A team of 23 providers including; Psychologists from Uganda Counselling Association, social workers, psychiatric clinical officers and nurses from Butabika National Referral Hospital and some NGOs have been deployed to the quarantine facilities to counsel and assess needs of the people under quarantine. The team has also managed to link patients to different pillars for better management.
Health workers are also being trained in self-care which includes messages like’,
- Keeping reasonable working hours to avoid exhaustion.
- Helping people help themselves. Remember, you are not responsible for solving all people’s problems.
- Minimise use of alcohol, caffeine or tobacco.
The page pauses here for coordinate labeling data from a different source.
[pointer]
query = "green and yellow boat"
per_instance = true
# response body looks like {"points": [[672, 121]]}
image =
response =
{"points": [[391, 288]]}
- Find ways to support each other. Check-in with fellow helpers and have them check in with you.
- Talk with friends, loved ones or other trusted people.
- Be sure that you know how to observe all appropriate safety measures.
- Take time to eat rest and relax, even for short periods.
- Take time to rest and relax before resuming work and other life duties.
So far, the team is reaching out to people from different hotels and health facilities for counselling services.
The Ministry and its partners are preparing several protocols in order to use this epidemic to understand the virus, the disease and how to prevent and manage within our setting including the psychosocial and behavioural aspects of the disease.
Lastly, I would like to, in a special way and with deep appreciation, recognise the tireless efforts of the health workers, public, private not for profit and private service providers. We understand that the work you are doing on a daily basis is not a small task and is invaluable. You are highly appreciated for the noble work that you are doing in this fight against COVID-19. This is a difficult time, but I trust and know you are up to the task. Keep calm, be well composed and do your work diligently observing all the preventive measures to ensure you too do not get the infection. You are very valuable to us. The Ministry of Health will do its best to ensure PPEs are provided to those in the front line and ensure patients with signs and symptoms of Co VID19 do not go to the general health facilities but are duly managed within specified centres in order to avoid infecting health workers.
In conclusion, I would like to appreciate the Ministerial Scientific Advisory Committee, private sector, other government MDAs, NGO’s, Civil society, the Inter-Religious Council of Uganda and individual families for supporting the COVID-19 response in kind, financially and technically. The unity exhibited in this response is great, and we are proud of all of you. The Ministry continues to appeal to the general public to remain calm and practice preventive measures. Wash your hands with soap and water or use an alcohol-based hand rub at least three times a day, maintain a social distance of at least 4 meters and if you have flu-like symptoms, cover your nose and mouth with a mask.
To report any suspected cases of COVID-19, call the Ministry of Health toll-free lines on 0800-100-066, 0800-203-033 or 0800-303-033. You can call the shorter toll-free code on 919. Residents of Kampala are advised to call 0800-990-000 or 0204-660-816.